Program X

String Manipulation

  • It can be helpful to transform strings
    • Sometimes your data is text-based
    • Text also appears in tables and figures
    • So we may want to customize it quickly
  • Tidyverse contains tools for this

String Manipulation Live Coding

# SETUP: We will need tidyverse for almost all of these functions

library(tidyverse)

# ==============================================================================

# USECASE: Re-capitalize strings

x <- c("R4SS: Introduction to R for Social Scientists")

str_to_lower(x)

str_to_upper(x)

str_to_sentence(x)

str_to_title(x)

# ==============================================================================

# USECASE: Extract subsets of strings

x <- c("Apple", "Banana", "Pear")

str_sub(x, start = 1, end = 3)

str_sub(x, start = -3, end = -1)

str_sub(x, start = 2, end = -2)

str_sub(x, start = 1, end = 5) # can go beyond the end

# ==============================================================================

# USECASE: Remove whitespace from strings

x <- "  Sometimes strings have   too   much white space "
x

str_trim(x) # remove white space at the start and end

str_squish(x) # trim and then collapse inner white space

# ==============================================================================

# USECASE: Remove and replace patterns in strings

x <- "Scientists very often utilize very fancy words,
      even when they could utilize simpler ones."

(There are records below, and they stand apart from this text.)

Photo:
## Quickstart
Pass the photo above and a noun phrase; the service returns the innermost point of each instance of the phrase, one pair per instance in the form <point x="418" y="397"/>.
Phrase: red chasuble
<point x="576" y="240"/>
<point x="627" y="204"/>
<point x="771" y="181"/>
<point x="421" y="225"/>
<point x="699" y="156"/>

str_remove(x, pattern = "very ") # removes first pattern match only

str_remove_all(x, pattern = "very ") # removes all pattern matches

str_replace(x, pattern = "utilize", replacement = "use")

str_replace_all(x, pattern = "utilize", replacement = "use")

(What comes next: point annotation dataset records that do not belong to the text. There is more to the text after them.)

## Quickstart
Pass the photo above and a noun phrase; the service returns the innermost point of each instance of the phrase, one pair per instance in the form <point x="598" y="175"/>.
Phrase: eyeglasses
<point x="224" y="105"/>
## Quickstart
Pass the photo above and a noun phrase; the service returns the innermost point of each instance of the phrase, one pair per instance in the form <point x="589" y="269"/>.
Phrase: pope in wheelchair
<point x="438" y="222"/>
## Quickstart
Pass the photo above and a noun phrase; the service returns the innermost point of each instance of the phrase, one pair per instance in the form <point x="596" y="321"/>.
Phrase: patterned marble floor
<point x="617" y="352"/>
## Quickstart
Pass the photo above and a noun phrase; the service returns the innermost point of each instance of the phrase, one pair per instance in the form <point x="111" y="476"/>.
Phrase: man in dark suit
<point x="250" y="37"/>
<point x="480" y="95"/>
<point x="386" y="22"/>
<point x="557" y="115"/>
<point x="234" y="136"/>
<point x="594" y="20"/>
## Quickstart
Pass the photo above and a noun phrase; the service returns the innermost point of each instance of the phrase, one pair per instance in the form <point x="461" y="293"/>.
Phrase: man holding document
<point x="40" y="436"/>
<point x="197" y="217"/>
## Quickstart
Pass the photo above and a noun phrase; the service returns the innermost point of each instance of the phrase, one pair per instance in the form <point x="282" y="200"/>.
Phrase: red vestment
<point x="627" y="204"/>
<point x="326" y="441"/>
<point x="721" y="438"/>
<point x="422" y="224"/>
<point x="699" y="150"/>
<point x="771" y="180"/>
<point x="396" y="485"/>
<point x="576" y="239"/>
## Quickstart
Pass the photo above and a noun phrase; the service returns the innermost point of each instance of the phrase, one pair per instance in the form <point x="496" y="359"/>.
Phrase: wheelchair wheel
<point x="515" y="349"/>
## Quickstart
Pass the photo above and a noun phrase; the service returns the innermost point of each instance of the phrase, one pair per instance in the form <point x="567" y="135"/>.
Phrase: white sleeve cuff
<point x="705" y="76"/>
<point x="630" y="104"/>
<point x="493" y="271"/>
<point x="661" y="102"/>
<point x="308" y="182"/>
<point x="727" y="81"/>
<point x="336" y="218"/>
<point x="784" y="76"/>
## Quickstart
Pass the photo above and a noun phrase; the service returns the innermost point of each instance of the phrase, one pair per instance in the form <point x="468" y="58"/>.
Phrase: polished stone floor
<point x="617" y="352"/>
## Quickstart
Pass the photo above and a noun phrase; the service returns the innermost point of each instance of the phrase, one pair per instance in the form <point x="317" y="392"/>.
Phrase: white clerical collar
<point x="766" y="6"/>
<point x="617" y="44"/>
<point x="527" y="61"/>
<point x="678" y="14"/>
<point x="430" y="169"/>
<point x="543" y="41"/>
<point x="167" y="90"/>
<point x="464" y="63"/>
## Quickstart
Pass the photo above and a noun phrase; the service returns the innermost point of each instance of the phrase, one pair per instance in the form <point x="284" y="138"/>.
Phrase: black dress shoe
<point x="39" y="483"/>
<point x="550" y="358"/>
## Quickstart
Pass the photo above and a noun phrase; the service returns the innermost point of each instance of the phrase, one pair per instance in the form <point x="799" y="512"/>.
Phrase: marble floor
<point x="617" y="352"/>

# NOTE: More complex patterns can be found using regular expressions (regex)

# ==============================================================================

# USECASE: Create a string manipulation pipeline

x_clean <-
  x |>
  str_remove_all("very ") |>
  str_replace_all("utilize", "use") |>
  print()

::: footer Extra Slides :::I=

If Else

  • A locked door behaves conditionally
    • If you have the key, then open up…
    • Otherwise, stay closed…
  • Sometimes we want code to behave conditionally
    • Filter retains observations conditionally
      (e.g., if it meets a condition, it gets to stay)
    • Let’s learn to transform variables conditionally
    • We can use if_else() for simple examples

If Else Live Coding

# SETUP: We will need tidyverse for almost all of these functions

library(tidyverse)

# ==============================================================================

# USECASE: Determining whether someone can vote in the US

age <- 12

age_group <-
  if_else(
    condition = age >= 18,
    true = "adult",
    false = "child"
  ) |>
  print()

# ==============================================================================

# TIP: Because argument names are optional, we can shorten this (if we want)

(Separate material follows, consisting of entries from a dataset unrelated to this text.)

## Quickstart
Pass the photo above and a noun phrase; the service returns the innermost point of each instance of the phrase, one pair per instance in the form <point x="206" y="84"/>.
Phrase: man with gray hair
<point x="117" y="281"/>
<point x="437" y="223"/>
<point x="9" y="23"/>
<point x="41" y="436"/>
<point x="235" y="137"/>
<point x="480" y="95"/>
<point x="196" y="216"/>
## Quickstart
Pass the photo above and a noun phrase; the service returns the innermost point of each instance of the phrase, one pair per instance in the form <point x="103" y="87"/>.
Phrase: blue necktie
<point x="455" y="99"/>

age_group <- if_else(age >= 18, "adult", "child") |> print()

# ==============================================================================

# LESSON: This function is particularly useful applied to vectors

ages <- c(13, 18, 14, 19, 22, 16)

age_groups <- if_else(ages >= 18, "adult", "child") |> print()

# ==============================================================================

# USECASE: We can therefore use it during data wrangling

cereal <- read_csv("cereal.csv", na = "-999")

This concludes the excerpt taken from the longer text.